Each of the invoices submitted by Romac clearly set forth the rate which was being charged by Romac for the use of the Sandcat equipment. ECF No. 131, Exhibit F. Further, the rate charged by Romac in each of the invoices was substantially lower than the $2,500 per day rate as set forth in the Master Lease Agreement. The rates being charged were either a monthly rate of $20,975, which equates to a rate of less than $700 per day, $800 per day, or $1,000 per day. Id.
Second, Wildcat argues that the account is inaccurate because the rates charged in the invoices do not match the rate set forth in the Master Lease Agreement. The Court disagrees. The record reflects that Wildcat was charged a lower rate in the invoices but there is no evidence in the record that Wildcat ever contested these lower amounts in the invoices, nor does it contest that the invoices are "due and owing." When presented the opportunity to dispute the accuracy of the amount which Romac claimed was due, Wildcat did not dispute the amount of the debt. In fact, Wildcat represented that they would pay the delinquent amounts. In short, the fact that the rates in the contract differed from the lower rates charged on the invoices does not create a genuine question of material fact as to the accuracy of the account—Wildcat never disputed the accuracy of the invoices or the amount of the open account and, indeed, they do not dispute it now.
ECF No. 131, Exhibit G, Demand Letter from Romac to Wildcat.
ECF No. 131, Exhibit A-4, Email from Alan Brown, representative of Wildcat.
Finally, Wildcat argues that the Romac motion must be denied because Romac has not accounted for any credits which Wildcat might be entitled when Romac leased the Sandcat equipment to Wildcat MSA customers.
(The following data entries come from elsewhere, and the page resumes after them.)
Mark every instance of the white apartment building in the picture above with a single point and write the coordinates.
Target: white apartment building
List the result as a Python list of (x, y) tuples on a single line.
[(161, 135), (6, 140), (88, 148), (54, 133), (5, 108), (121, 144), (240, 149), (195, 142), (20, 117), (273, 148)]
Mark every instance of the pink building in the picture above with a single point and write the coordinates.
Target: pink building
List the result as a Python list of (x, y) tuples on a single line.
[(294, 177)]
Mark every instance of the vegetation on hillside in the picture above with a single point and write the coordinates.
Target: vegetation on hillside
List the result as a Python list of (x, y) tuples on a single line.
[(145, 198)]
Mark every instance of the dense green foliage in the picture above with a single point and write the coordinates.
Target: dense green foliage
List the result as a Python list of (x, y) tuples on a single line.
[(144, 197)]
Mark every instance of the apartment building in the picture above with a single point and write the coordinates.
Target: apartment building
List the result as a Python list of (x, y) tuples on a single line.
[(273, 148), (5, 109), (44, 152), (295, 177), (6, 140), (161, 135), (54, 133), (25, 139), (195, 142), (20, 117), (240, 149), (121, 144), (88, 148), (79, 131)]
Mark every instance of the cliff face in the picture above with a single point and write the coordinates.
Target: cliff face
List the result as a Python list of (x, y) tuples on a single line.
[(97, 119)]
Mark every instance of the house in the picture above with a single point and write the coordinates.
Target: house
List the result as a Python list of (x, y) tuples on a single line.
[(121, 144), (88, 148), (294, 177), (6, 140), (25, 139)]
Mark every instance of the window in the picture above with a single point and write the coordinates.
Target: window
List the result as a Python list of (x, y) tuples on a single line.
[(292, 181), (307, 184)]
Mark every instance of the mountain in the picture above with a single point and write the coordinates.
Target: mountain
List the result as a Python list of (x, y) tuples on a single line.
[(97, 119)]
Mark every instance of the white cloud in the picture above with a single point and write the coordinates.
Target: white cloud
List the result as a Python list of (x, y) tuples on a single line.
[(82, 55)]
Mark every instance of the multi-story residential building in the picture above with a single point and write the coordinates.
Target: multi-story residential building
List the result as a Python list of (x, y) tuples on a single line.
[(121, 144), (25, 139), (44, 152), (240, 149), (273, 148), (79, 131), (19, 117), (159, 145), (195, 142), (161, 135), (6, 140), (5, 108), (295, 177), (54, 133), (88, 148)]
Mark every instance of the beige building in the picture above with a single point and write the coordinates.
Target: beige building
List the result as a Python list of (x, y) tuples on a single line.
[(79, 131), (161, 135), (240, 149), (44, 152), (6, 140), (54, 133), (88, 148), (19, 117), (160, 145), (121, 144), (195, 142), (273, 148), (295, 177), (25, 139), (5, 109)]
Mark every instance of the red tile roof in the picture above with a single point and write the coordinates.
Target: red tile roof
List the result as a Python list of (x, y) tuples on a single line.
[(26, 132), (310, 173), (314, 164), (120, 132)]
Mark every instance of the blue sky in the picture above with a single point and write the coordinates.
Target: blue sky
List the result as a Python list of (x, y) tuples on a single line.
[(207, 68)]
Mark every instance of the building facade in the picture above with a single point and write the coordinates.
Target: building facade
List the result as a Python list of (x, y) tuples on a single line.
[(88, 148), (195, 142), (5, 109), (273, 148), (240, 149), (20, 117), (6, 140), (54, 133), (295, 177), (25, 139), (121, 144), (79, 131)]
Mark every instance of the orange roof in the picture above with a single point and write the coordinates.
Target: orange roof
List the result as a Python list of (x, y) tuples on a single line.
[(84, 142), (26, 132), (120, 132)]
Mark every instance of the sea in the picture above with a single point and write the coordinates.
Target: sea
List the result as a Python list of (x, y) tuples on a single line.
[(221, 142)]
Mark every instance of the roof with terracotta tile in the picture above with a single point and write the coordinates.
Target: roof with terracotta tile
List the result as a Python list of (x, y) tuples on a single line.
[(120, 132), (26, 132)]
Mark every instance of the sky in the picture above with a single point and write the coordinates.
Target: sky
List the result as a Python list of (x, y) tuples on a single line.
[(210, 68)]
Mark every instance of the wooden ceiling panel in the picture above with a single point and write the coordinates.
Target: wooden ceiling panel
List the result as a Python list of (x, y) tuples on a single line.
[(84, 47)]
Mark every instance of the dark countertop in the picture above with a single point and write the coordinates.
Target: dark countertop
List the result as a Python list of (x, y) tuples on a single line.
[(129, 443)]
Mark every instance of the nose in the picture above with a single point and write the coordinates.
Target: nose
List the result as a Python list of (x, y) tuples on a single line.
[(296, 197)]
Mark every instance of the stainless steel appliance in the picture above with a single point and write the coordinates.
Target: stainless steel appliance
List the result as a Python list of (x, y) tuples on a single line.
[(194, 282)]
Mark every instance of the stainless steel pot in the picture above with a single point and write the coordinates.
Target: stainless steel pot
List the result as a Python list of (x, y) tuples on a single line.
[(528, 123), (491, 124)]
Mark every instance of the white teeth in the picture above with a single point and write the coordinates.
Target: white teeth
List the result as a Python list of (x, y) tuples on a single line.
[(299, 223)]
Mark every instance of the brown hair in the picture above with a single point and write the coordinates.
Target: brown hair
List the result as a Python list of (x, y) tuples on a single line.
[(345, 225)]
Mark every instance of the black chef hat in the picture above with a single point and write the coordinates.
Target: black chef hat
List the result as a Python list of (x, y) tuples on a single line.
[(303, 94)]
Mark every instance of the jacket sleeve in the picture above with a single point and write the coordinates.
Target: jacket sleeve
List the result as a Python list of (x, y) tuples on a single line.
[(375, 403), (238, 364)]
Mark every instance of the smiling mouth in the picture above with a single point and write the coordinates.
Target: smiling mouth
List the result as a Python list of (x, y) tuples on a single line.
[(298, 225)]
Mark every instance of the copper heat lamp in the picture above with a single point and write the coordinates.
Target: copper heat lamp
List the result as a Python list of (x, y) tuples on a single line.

However, Wildcat has offered no evidence to establish what credits, if any, are due to Wildcat.
In sum, for the foregoing reasons, the Court finds that there are no genuine disputes of material fact to preclude entry of judgment in favor of Romac on the open account claim. The Court finds that Wildcat owes Romac the sum of $294,621.60. The Court further finds that Romac satisfied the requirements of LSA-R.S. 9:2781 and is therefore entitled to reasonable attorney fees. Counsel for Romac shall submit a statement of attorney fees within thirty (30) days. Wildcat will have fourteen (14) days following submission of the statement to object to the reasonableness of the attorney fees.
THUS DONE in Chambers on this 15th day of September, 2022.